Friday, April 19

Protests destabilize Iran’s borders


The Iranian authorities take a step in their measures to quell the riots and warn that “riots offer terrorists the best opportunity to wreak havoc in Iran”, in the words of the government spokesman Ali Bahadori Jahromi. After a week marked by suicide missile and drone attacks on the strongholds of Iranian Kurdish groups in northern Iraq, which left at least thirteen dead, violence broke out in Sistan-Baluchistan. After a Friday of serious demonstrations in this province in the south-west of the country, the government reported the death of nineteen people, including Hamid-Reza Hashemi, commander of the Revolutionary Guard, and three other important members of this all-powerful paramilitary group in the Islamic republic. Baluch activist groups raised the death toll to 58.

Battlefield

Jahroni explained that “some rioters, affiliated with terrorist and separatist groups, who are well known to the security forces, hid among the faithful during the sermon on Friday and at the end of the prayer they attacked security centers.” The streets of Zahedan, capital of the province, became a battlefield with clashes that have little to do with the images that arrive daily from other cities in the country where there are altercations, but not armed clashes.

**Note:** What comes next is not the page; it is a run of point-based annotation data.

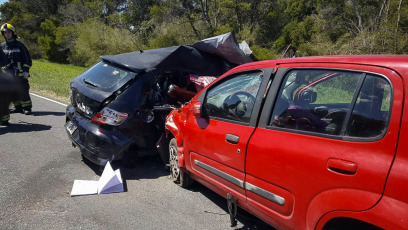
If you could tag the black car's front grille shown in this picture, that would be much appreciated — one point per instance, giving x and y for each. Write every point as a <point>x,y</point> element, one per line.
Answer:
<point>84,105</point>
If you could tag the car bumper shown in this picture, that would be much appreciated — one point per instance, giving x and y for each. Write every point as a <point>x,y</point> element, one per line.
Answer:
<point>96,143</point>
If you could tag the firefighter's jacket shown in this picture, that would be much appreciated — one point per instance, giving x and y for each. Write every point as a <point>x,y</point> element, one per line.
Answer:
<point>18,57</point>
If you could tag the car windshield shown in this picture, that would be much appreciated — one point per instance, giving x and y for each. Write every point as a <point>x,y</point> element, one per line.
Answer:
<point>106,77</point>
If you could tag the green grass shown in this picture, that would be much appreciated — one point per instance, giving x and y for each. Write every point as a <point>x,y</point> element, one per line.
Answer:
<point>52,80</point>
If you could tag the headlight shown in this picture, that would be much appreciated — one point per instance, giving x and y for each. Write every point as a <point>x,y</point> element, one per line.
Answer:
<point>109,117</point>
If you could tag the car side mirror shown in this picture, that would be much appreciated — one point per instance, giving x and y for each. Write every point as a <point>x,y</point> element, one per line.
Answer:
<point>196,109</point>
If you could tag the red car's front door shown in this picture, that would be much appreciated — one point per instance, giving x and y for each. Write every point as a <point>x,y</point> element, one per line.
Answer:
<point>216,145</point>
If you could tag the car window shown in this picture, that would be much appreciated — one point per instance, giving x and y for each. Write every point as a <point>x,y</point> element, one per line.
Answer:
<point>234,98</point>
<point>372,110</point>
<point>324,101</point>
<point>106,77</point>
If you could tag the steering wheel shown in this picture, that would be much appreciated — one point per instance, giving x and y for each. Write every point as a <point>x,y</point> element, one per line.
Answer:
<point>240,103</point>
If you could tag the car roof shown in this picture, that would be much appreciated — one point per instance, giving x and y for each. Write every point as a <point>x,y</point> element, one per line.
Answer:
<point>398,63</point>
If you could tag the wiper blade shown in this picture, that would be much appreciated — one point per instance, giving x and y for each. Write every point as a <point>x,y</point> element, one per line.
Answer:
<point>91,83</point>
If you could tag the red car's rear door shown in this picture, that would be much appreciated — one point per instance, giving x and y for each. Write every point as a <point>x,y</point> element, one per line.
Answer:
<point>325,142</point>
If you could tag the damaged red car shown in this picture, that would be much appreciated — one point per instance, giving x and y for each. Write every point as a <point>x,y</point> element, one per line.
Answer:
<point>302,143</point>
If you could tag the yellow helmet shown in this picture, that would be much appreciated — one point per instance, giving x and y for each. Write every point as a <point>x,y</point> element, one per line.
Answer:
<point>7,26</point>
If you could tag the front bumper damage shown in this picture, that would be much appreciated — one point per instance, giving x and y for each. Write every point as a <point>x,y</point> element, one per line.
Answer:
<point>96,143</point>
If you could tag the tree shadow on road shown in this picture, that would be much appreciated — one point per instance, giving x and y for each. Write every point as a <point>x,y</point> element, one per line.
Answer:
<point>23,127</point>
<point>47,113</point>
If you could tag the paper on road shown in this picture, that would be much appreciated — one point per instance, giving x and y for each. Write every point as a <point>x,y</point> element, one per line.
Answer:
<point>110,182</point>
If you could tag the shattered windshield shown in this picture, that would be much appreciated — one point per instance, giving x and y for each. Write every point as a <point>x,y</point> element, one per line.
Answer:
<point>106,77</point>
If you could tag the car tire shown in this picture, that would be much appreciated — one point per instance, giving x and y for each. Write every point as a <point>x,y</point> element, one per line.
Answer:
<point>176,174</point>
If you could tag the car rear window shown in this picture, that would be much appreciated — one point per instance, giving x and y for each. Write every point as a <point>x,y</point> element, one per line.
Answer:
<point>106,77</point>
<point>334,102</point>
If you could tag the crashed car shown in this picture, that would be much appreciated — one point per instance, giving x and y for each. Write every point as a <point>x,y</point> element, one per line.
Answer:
<point>119,105</point>
<point>302,143</point>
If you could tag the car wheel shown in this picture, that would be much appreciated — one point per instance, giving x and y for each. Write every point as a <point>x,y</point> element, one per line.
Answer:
<point>176,174</point>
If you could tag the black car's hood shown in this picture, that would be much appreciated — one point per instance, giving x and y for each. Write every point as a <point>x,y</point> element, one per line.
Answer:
<point>209,57</point>
<point>177,58</point>
<point>212,56</point>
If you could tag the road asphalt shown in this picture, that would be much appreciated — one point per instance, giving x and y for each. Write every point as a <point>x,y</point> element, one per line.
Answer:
<point>39,165</point>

Sistan-Baluchistan straddles the border with Pakistan and is a majority Sunni province in a country ruled by Shiism. In this border area it has been active since 2012 the Jaish al-Adl group (Arabic name meaning ‘Army of Justice’), a Sunni radical group that for seven years has defied the Tehran authorities with attacks and kidnappings. Jaish al-Adl took over from Jondolá (Army of God) eleven years ago at the head of the insurgency of the Baluchi minority and in 2019 he carried out his bloodiest action by killing forty members of the Revolutionary Guard in a suicide attack against the bus in which they traveled.

Tehran views with particular concern the instability on its borders, where armed militias from the Kurdish, Baluchi and Arab minorities have threatened the Government for decades and now join the mobilizations for the death of the young Mahsa Amini at the hands of the Police of the Moral.

Arrests of public figures

After two weeks of protests that have spread to the 31 provinces of the country, the silence of the Supreme Leader, Ali Khamenei, is striking. In the absence of his words on the situation, the leader of Hezbollah spoke, Hasan Nasrala, who gave a speech in support of the Islamic republic. “The death of an Iranian woman in a situation that is not clear has been used by the West to get involved, but Iran is too strong to be shaken by this type of event,” said the Lebanese cleric.

In addition to the repression in the streets and the cut off of the Internet to complicate communication and information abroad, the regime fulfilled the threat of arresting public figures who have shown their support for the mobilizations. Among those detained in the last hours there are soccer players like Hossein Mahini, former Persepolis playerthe singer Shervin Hajipour, author of “For…”, a song that reached 34 million views in just 48 hours, the poet Sara Borzuei or the journalist Elaheh Mohammadi, whose crime was to cover Amini’s funeral in Saqqez.

The protests do not stop, but they lack leadership. Mir Hussein Mousavi, former prime minister and one of the leaders of the so-called “green revolution” of 2009, broke his silence. Mousavi addressed a letter to the armed forces asking them to join the nation and not the oppressors and reminding them that his duty is “to protect the people, not fight them.”